Naar aanleiding van deze motie heb ik het Wetenschappelijk Onderzoek- en Documentatiecentrum (WODC) van het Ministerie van Veiligheid en Justitie onderzoek laten verrichten. Het onderzoek is uitgevoerd door de Universiteit van Tilburg (mw. mr. dr. L.A. van Noorloos). De resultaten van het onderzoek zijn vervat in het rapport «Strafbaarstelling van «belediging van geloof»1; een onderzoek naar mogelijke aanpassing van de uitingsdelicten in het Wetboek van Strafrecht, mede in het licht van internationale verdragsverplichtingen» (in bijlage bij deze brief).

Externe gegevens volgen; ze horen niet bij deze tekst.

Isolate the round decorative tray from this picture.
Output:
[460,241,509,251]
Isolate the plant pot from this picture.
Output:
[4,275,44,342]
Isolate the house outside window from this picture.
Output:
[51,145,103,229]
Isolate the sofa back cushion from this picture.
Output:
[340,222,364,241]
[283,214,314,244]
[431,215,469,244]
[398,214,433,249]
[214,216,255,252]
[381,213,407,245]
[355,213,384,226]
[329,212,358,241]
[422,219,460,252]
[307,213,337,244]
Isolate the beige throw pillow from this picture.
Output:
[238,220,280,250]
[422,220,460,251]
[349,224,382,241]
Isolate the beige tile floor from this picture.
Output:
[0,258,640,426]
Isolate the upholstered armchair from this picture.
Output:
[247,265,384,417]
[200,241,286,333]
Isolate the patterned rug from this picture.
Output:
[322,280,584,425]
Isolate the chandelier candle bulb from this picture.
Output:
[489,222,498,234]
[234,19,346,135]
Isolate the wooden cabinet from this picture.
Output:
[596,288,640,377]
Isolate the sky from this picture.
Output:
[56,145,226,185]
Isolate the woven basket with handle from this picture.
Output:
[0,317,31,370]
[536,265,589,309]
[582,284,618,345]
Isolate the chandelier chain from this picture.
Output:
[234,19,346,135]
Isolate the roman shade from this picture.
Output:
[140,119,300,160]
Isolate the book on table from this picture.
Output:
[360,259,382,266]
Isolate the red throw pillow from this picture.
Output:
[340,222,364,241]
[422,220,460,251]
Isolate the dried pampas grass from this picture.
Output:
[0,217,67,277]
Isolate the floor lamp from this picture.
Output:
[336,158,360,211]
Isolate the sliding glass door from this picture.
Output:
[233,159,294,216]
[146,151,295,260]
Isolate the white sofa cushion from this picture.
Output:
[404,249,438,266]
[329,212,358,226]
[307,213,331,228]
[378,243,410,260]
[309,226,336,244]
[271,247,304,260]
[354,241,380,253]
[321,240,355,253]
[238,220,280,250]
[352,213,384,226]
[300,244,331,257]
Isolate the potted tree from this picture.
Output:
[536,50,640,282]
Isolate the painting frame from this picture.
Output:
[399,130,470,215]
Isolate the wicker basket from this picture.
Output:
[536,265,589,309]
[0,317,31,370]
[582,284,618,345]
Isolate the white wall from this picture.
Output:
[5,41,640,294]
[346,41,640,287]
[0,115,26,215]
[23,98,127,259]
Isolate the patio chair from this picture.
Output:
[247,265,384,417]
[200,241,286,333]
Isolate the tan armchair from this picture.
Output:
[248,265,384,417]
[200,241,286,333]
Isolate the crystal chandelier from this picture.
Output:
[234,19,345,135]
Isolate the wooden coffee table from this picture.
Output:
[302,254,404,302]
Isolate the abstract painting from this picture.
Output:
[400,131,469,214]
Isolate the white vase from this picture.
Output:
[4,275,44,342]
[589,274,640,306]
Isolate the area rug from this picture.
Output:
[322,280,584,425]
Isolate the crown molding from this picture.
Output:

Op grond van onderzoek naar de wetsgeschiedenis van de desbetreffende bepalingen in het Wetboek van Strafrecht, naar de rechten en plichten die voortvloeien uit internationale regelgeving, naar de stand van de nationale en internationale rechtspraak, alsmede naar de rechtstheorie, komt de onderzoekster (samengevat) tot de volgende conclusies:

  • er valt geen uitdrukkelijke positieve verplichting aan het internationale recht te ontlenen om als ernstig ervaren belediging van burgers door belediging van hun geloof en geloofsbeleving strafbaar te stellen;

  • de artikelen 137c tot en met 137e Sr bieden genoegzame bescherming om aan bestaande internationale verplichtingen te voldoen. De rechter kan immers extreme uitlatingen over (aspecten van) godsdiensten en levensovertuigingen, wanneer die tevens aanzetten tot haat, discriminatie of geweld tegen mensen, bestraffen onder artikel 137d Sr;

  • aanpassing van de artikelen 137c tot en met 137e Sr om getroffen personen te beschermen tegen «als ernstig ervaren belediging door belediging van hun geloof en geloofsbeleving» is als zodanig niet mogelijk. Het subjectieve element past niet binnen de objectieve, strafbare belediging zoals we die kennen in de artikelen 137c tot en met 137e Sr. Dat maakt geheel nieuwe delict(en) nodig om de bedoelde bescherming te bewerkstelligen;

  • een dergelijke nieuwe strafbaarstelling zou een schending opleveren van de vrijheid van meningsuiting zoals neergelegd in artikel 19 IVBPR (en mogelijk – afhankelijk van de precieze interpretatie van het delict – ook van artikel 10 EVRM);

  • een strafbepaling waarin centraal staat hoe een uitlating door mensen (subjectief) wordt ervaren zou al snel in strijd komen met het legaliteitsbeginsel (lex certa), is in de praktijk moeilijk handhaafbaar en past niet bij de idee van strafrecht als ultimum remedium.

Het onderzoek is gedegen, omvangrijk en het bevat een compleet overzicht van argumenten – ook in internationaal en verdragsrechtelijk perspectief – voor en tegen een mogelijke uitbreiding van de strafrechtelijke bescherming tegen belediging van en wegens godsdienst. Het kabinet kan de conclusies van het onderzoek onderschrijven.

Het kabinet hecht aan een samenleving waarin de vrijheid bestaat voor burgers om hun geloof te beleven en uit te dragen. In dat verband is van belang dat zij zich ook beschermd voelen tegen het aanzetten tot haat of discriminatie op grond van hun geloof of levensovertuiging. Uit het verrichte onderzoek blijkt dat enerzijds de strafwet voldoende bescherming biedt tegen discriminerende uitingen over mensen wegens hun geloof, terwijl anderzijds door uitbreiding van die bescherming mogelijk de vrijheid van meningsuiting in het gedrang zou kunnen komen. In dat licht acht het kabinet aanpassing van de strafwet niet nodig.

De Minister van Veiligheid en Justitie, I.W. Opstelten


X Noot
1

Ter inzage gelegd op de afdeling Inhoudelijke ondersteuning onder griffie nr. 151852.03.